Gillmor tells of his own experience as a columnist on the San Jose Mercury, starting to write a blog and dealing with comments and criticisms from his readers, who, he claims, "have made me a better journalist, because they find my mistakes, tell me what I'm missing and help me understand nuances". Hence his willingness to go through the rather bruising experience that was mentioned above.
The audience, claims Gillmor, is in fact "the former audience". They are no longer the passive masses; they have the tools to challenge traditional media and create media for themselves. And when they just want to consume, they have so much more choice of what to consume.
The other party whose lives are changed by all this is those who are written about, "the news-makers", particularly politicians and corporations that can no longer control information about themselves as they might have done before, because "in the emerging world of internet-enabled communications, obfuscation and lies will work even less than before".
Gillmor's ultimate hope is that the result is going to be better for everyone. Journalism, politics and major corporations will all engage with this former audience in new ways to become more transparent and trusted.

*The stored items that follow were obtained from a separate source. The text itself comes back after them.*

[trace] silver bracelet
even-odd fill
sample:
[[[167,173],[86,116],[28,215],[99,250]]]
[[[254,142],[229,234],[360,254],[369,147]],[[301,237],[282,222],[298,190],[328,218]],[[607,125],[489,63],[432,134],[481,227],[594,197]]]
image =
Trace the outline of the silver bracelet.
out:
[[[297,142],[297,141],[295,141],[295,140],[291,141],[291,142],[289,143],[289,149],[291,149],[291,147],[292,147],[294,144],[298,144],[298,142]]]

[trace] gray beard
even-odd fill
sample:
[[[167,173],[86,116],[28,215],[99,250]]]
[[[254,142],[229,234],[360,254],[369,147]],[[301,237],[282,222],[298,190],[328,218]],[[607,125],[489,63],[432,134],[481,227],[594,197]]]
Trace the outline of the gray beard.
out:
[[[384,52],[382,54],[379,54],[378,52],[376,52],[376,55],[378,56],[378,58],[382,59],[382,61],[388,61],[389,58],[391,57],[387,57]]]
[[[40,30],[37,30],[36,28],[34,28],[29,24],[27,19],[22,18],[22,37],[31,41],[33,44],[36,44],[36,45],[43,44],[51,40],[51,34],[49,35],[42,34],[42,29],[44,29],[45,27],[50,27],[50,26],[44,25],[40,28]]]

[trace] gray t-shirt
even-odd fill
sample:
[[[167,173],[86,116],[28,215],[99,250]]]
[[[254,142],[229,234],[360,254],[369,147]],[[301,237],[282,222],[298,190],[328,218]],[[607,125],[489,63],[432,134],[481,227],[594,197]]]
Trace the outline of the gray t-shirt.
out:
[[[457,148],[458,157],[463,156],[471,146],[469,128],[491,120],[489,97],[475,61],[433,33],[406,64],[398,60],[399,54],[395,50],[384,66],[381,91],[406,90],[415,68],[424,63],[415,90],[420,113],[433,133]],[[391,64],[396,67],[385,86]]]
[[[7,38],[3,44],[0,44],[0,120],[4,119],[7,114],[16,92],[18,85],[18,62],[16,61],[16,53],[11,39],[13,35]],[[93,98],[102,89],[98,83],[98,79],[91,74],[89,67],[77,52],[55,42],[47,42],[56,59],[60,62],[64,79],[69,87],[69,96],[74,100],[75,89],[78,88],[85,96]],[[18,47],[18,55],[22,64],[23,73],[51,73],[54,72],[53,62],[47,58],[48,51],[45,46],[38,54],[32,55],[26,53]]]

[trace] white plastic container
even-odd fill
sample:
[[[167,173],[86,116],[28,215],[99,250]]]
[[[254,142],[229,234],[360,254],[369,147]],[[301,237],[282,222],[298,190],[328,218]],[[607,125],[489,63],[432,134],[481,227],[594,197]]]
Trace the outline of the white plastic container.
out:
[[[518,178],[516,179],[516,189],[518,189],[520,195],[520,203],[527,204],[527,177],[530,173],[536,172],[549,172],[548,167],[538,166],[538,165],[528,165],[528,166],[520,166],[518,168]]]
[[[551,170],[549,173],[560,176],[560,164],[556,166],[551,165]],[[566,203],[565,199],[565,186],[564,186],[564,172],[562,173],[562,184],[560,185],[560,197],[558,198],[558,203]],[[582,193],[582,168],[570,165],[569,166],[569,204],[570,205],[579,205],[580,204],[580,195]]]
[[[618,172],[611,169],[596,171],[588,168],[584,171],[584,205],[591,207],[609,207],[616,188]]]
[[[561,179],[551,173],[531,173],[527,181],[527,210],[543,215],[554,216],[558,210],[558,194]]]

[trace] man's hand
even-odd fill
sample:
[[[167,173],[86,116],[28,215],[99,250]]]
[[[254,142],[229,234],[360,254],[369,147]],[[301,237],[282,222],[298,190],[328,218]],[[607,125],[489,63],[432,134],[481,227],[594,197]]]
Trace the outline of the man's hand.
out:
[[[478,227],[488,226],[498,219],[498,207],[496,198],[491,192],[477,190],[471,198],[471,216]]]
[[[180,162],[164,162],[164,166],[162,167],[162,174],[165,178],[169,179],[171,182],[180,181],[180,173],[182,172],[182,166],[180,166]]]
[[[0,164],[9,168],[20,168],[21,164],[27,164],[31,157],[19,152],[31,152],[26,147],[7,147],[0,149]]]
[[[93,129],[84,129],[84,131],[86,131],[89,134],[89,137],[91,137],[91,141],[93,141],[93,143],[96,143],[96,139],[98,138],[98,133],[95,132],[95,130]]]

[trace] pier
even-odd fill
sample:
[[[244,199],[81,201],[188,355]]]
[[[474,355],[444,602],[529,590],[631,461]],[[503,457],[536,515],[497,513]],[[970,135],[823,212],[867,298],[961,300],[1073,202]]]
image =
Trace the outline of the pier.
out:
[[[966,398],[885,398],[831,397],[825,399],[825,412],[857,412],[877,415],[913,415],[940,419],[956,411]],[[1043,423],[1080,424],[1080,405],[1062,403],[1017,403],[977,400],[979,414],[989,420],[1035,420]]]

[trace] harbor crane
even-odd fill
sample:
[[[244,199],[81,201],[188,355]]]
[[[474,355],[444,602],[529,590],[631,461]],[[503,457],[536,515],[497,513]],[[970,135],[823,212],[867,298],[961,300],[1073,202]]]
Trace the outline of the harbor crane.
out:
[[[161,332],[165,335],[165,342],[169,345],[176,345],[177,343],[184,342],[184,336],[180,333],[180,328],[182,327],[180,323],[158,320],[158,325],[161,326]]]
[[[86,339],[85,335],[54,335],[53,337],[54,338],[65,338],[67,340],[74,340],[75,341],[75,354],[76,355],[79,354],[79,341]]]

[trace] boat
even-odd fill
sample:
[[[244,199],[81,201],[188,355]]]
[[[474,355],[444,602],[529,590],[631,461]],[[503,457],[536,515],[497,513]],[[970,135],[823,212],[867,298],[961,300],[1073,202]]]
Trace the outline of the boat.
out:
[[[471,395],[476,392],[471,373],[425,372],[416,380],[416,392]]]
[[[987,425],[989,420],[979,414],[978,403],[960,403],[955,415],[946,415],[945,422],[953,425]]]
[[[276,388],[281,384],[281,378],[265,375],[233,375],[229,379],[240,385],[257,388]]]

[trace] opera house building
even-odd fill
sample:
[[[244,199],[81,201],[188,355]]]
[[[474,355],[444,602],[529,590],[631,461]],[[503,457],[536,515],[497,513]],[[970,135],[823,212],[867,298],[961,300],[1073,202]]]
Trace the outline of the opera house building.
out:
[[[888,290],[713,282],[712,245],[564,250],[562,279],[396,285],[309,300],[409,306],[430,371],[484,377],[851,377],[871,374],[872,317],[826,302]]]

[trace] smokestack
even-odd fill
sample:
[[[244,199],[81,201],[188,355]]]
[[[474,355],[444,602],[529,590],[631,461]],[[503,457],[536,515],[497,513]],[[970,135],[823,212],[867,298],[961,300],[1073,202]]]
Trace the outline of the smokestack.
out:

His fear, however, is that this won't happen, and based on the examples he gives, the future is more likely to live up to his fears than his hopes. "If today's Big Media is a dinosaur," he writes, "it won't die off quietly. It will, with the government's help, try to control new media, rather than see its business models eroded by it."
Not everything described applies to the UK political bloggers, for example, have failed to make the same splash in Britain, partly, one suspects, because the UK press is opinionated enough, but the trends are still relevant.
Exactly how newspapers and other organisations should evolve to deal with these phenomena is left unanswered. That is actually quite welcome. What's happening is so significant, so complex and so unfinished that simple three-point plans are neither welcome nor useful. But anyone plotting the future for a media organisation or any organisation that deals with the media — would be foolish to do so without first reading Gillmor's book.